6

I am a computer science student, an so do not have much experience with the C++ language (considering it is my first semester using this language,) or coding for that matter.

I was given an assignment to read integers from a text file in the simple form of:

19 3 -2 9 14 4
5 -9 -10 3
.
.
.

This sent me of on a journey to understand I/O operators better, since I am required to do certain things with this stream (duh.)

I was looking everywhere and could not find a simple explanation as to how does the extract>> operator works internally. Let me clarify my question:

I know that the extractor>> operator would extract one continues element until it hits space, tab, or newline.
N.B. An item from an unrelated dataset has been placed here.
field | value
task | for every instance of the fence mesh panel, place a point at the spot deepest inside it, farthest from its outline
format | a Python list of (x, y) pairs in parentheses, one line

What I try to figure out is, where would the pointer(?) or read-location(?) be AFTER it extracts an element. Will it be on the last char of the element just removed or was it removed and therefore gone? will it be on the space/tab/'\n' character itself? Perhaps the beginning of the next element to extract?

I hope I was clear enough. I lack all the appropriate jargon to describe my problem clearer.


Here is why I need to know this: (in case anyone is wondering...) One of the requirements is to sum all integers in each line separately. I have created a loop to extract all integers one-by-one until it reaches the end of the file. However, I soon learned that the extract>> operator ignores space/tab/newline. What I want to try is to extract>> an element, and then use inputFile.get() to get the space/tab/newline. Then, if it's a newline, do what I gotta do. This will only work if the stream pointer will be in a good position to extract the space/tab/newline after the last extraction>>.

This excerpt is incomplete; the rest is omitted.